Ilustração de Marilia Bruno, de uma bela edição do livro de Machado, feita pela Panda Books, em 2018. Recomendo a aquisição e leitura. |
Refeição Cultural
"O Vergalho
Tais eram as reflexões que eu vinha fazendo, por aquele Valongo fora, logo depois de ver e ajustar a casa. Interrompeu-mas um ajuntamento; era um preto que vergalhava (chicoteava) outro na praça. O outro não se atrevia a fugir; gemia somente estas únicas palavras: - 'Não, perdão, meu senhor; meu senhor, perdão!' Mas o primeiro não fazia caso, e, a cada súplica, respondia com uma vergalhada nova.
- Toma, diabo! dizia ele; toma mais perdão, bêbado!
- Meu senhor! gemia o outro.
- Cala a boca, besta! replicava o vergalho.
Parei, olhei... justos céus! Quem havia de ser o do vergalho? Nada menos que o meu moleque Prudêncio, - o que meu pai libertara alguns anos antes. Cheguei-me; ele deteve-se logo e pediu-me a benção; perguntei-lhe se aquele preto era escravo dele.
- É, sim nhonhô.
- Fez-te alguma coisa?
- É um vadio e um bêbado muito grande. Ainda hoje deixei ele na quitanda, enquanto eu ia lá embaixo na cidade, e ele deixou a quitanda para ir na venda beber.
- Está bom, perdoa-lhe, disse eu.
- Pois não, nhonhô. Nhonhô manda, não pede. Entra para casa, bêbado!
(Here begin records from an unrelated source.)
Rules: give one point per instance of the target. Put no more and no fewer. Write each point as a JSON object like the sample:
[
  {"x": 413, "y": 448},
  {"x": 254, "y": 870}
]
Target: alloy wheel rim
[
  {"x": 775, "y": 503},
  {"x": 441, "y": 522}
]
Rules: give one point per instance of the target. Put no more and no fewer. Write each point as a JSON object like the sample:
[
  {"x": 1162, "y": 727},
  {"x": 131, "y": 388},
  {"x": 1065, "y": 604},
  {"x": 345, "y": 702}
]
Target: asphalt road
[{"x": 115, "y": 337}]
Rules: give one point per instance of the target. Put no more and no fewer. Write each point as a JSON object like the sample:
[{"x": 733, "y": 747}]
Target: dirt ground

Saí do grupo, que me olhava espantado e cochichava as suas conjeturas. Segui caminho, a desfiar uma infinidade de reflexões, que sinto haver inteiramente perdido; aliás, seria matéria para um bom capítulo, e talvez alegre. Eu gosto dos capítulos alegres; é o meu fraco. Exteriormente, era torvo o episódio do Valongo; mas só exteriormente. Logo que meti mais dentro a faca do raciocínio achei-lhe um miolo gaiato, fino e até profundo. Era um modo que o Prudêncio tinha de se desfazer das pancadas recebidas, - transmitindo-as a outro. Eu, em criança, montava-o, punha-lhe um freio na boca, e desancava-o sem compaixão; ele gemia e sofria. Agora, porém, que era livre, dispunha de si mesmo, dos braços, das pernas, podia trabalhar, folgar, dormir, desagrilhoado da antiga condição, agora é que ele se desbancava: comprou um escravo, e ia-lhe pagando, com alto juro, as quantias que de mim recebera. Vejam as sutilezas do maroto!"
(Capítulo LXVIII, O vergalho, em Memórias Póstumas de Brás Cubas, de Machado de Assis, 1881)
Amig@s leitores, o personagem Prudêncio, negro, ex-moleque, agora adulto, escravo alforriado, e açoitador de outro negro, escravo dele, é, na minha opinião, uma alegoria perfeita do povo brasileiro pobre, "remediado", de direita e conservador; é o povo manipulado por conceitos inventados para situá-lo como "classe média", e que no fundo não passa de pobre que não reconhece que é pobre.
Peguei na estante para ler um pouco de Machado de Assis para poder respirar. Ver toda a destruição do Brasil e da brasilidade, ver o desfazimento de uma nação nos faz faltar o ar. Aos que têm um pouco de consciência política, que sinceramente, não é muita gente.
Prudêncio é o povo brasileiro de hoje, é a ampla maioria dos 57.797.847 eleitores do governo atual; não são prudêncios todos os eleitores votantes desta coisa que viramos porque os da casa-grande votaram com consciência de classe.
Prudêncio são meus colegas bancários, são os metalúrgicos, os professores, os funcionários públicos, os PJ (pessoa jurídica) que trabalham como terceirizados e se acham empreendedores, classe média. Prudêncio é o empregado que era assediado e que ganhou uma funçãozinha qualquer e passa a assediar seus colegas.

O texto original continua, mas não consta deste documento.